Приближаясь к берегу, рыба стала наталкиваться на куски плавучего льда. Почти в это же самое время переносимые водой запахи резко усилились. Ароматы гумусовых и смолистых веществ из болот и лесов распространялись в море тысячами струек. Если бы их можно было видеть, они, вероятно, походили бы на потоки пыльцы, плывущей в воздухе над тысячами квадратных километров вечнозеленых возвышенностей. Но если бы была возможность изобразить отдельные запахи и их комбинации при помощи цвета, получилась бы картина с невероятным разнообразием красок и оттенков. Мозг рыбы, заключенный в ее обтекаемой формы голове, различал эти стимулы с большей точностью, чем человеческий глаз способен различить оттенки цвета.
Под небольшим плавучим ледяным полем произошла внезапная перемена. Свет как будто потускнел, а органы обоняния рыбы стали воспринимать нечто совершенно непривычное. В присутствии новых, густо пропитавших всю воду запахов лосось изо всех сил старался не потерять самообладания. Из-за попавшей под лед тонкой коричневой пленки старого нефтяного пятна сбитая с толку рыба не знала, куда плыть; беспорядочно кидаясь то вперед, то назад, она пыталась восстановить отказавшее ей чувство направления.
Еще не полностью одурманенная, она вышла из-подо льда и поплыла, словно через завесу, в чистое море. Ее мозг медленно очищался от химического дурмана.
Вдоль побережья лосось встречал все больше и больше своих родичей, испытывавших те же чувства, что и он сам. Возбужденные, растерянные, они плыли к бухтам и фиордам, приходя в себя в освежающей воде сильных течений.

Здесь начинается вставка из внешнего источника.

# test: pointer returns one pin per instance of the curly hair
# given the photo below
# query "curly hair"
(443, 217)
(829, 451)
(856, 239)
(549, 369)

Вместе с отливом наступило узнавание. Поздним тихим вечером лосось последовал за многими другими в постепенно мелеющий залив с темной зеркальной поверхностью. Отсутствие обычного волнения и отлив спасли много рыб в заднем эшелоне косяка. Предсмертная дрожь и приносимые отливным течением химические сигналы страха, испускаемые задыхающимися и перепуганными рыбами, заставили остатки косяка повернуть и двигаться вдоль огромной изгибающейся сети. Хотя уже наступили сумерки, еще можно было различить мертвых запутавшихся птиц и множество рыб, которые, напрягая последние силы, пытались вырваться из сети. Несколько судорожных движений жаберных крышек и смерть сковывает маленький мозг и тело очередной жертвы.
Этот рассказ о лососе в самом общем виде поднимает некоторые вопросы, связанные с нынешними и будущими взаимоотношениями человека с наиболее пока благополучным районом Североамериканского континентального шельфа. Перелов рыбы и загрязнение нефтью будут, по-видимому, представлять собой главную опасность для северных вод. Начать эту главу с лосося нас побудило то обстоятельство, что этой рыбе из всех обитателей северных экосистем с морской и пресной водой угрожает, пожалуй, наибольшая опасность.
Жизненный цикл лосося в пресной воде широко известен — стремительное путешествие в прозрачные холодные реки — нерестилища, лежащие вдали от моря, иногда в сотнях километров от него. После нереста тихоокеанский лосось рода Onchorynchus всегда погибает, а атлантический (Salmo salar) может вернуться в море и продолжать жить, отправляясь на нерест в продолжение нескольких лет подряд. Икра развивается медленно, и, вылупившись, молодь рыбы остается в пресной воде в среднем от года до двух. Для большинства лососей морская фаза жизни начинается, когда рыба достигает 15–20 сантиметров в длину. Этот период жизни лосося известен хуже; миграции некоторых видов все еще не полностью исследованы биологами.
Спускающиеся из реки в море молодые лососи, или, как их называют, смолты, запоминают запах воды эстуария. Память о нем, сохраняемая в тайниках обманчиво поверхностного рыбьего "интеллекта", остается свежей в течение одного, двух и даже трех лет, пока рыба скитается в поисках богатых пастбищ, расположенных в 5000 километров от родных рек. Когда лососи достигают зрелости, мощный внутренний зов к воспроизводству себе подобных влечет их назад, и эти великолепные пловцы отправляются в обратный путь, избирая только им одним хорошо известные дороги. На каком расстоянии их совершенные миниатюризованные обонятельные компьютеры могут почуять родную воду, распознав ее аромат среди тысяч других запахов, никому не известно, но рыба всегда безошибочно находит то место, куда стремилась, причем всегда в одно и то же время года.